These are the two predictors: a higher-variance gradient booster, and a linear predictor:

    g = ensemble.GradientBoostingRegressor()
    l = linear_model.LinearRegression()

这是答案中建议的方法:

Here is the methodology suggested in the answer:

    g.fit(x0[: 80, :], y[: 80])
    l.fit(x1[: 80, :], y[: 80])

    x[:, 0] = g.predict(x0)
    x[:, 1] = l.predict(x1)

    >>> metrics.r2_score(
        y[80: ],
        linear_model.LinearRegression().fit(x[: 80, :], y[: 80]).predict(x[80: , :]))
    0.940017788444

现在，使用堆栈:

    x[: 80, 0] = Stacker(g).fit_transform(x0[: 80, :], y[: 80])[:, 0]
    x[: 80, 1] = Stacker(l).fit_transform(x1[: 80, :], y[: 80])[:, 0]

    u = linear_model.LinearRegression().fit(x[: 80, :], y[: 80])

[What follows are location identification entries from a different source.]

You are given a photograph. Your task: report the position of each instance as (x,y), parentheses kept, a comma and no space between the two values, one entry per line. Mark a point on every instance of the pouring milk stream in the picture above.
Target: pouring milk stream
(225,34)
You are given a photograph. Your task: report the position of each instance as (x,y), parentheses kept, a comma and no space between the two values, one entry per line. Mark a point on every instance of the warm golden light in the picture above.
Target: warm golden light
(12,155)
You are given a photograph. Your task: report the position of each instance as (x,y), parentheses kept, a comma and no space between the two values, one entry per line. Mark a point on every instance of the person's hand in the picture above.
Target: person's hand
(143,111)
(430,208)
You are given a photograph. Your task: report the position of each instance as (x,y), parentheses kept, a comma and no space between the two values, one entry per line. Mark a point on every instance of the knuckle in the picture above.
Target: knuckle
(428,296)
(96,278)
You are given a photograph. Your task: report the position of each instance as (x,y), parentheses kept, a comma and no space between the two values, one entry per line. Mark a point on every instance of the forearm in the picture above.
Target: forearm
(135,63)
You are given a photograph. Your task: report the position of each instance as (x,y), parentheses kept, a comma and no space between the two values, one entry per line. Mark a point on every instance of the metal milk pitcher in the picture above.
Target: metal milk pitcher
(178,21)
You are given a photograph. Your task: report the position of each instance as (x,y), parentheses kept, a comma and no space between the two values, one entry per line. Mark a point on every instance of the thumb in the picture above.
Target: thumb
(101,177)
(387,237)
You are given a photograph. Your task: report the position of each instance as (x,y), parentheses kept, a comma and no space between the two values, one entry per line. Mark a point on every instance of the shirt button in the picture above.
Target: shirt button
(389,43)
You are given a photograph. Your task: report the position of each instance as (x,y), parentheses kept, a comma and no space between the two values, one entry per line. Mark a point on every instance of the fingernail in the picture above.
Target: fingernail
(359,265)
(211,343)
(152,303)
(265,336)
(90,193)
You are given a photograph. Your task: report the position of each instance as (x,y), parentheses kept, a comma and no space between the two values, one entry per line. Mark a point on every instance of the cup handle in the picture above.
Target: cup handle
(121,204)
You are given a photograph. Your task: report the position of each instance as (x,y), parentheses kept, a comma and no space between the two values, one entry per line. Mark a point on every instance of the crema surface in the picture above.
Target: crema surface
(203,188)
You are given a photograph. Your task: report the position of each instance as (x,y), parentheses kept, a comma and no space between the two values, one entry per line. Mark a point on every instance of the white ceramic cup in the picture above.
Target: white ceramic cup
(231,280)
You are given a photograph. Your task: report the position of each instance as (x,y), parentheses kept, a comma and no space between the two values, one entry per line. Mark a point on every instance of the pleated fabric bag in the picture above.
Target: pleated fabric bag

    x[80: , 0] = Stacker(g).fit(x0[: 80, :], y[: 80]).transform(x0[80:, :])
    x[80: , 1] = Stacker(l).fit(x1[: 80, :], y[: 80]).transform(x1[80:, :])

    >>> metrics.r2_score(
        y[80: ],
        u.predict(x[80:, :]))
    0.992196564279

堆叠预测效果更好.它意识到梯度增强器并不是那么好.

The stacking prediction does better. It realizes that the gradient booster is not that great.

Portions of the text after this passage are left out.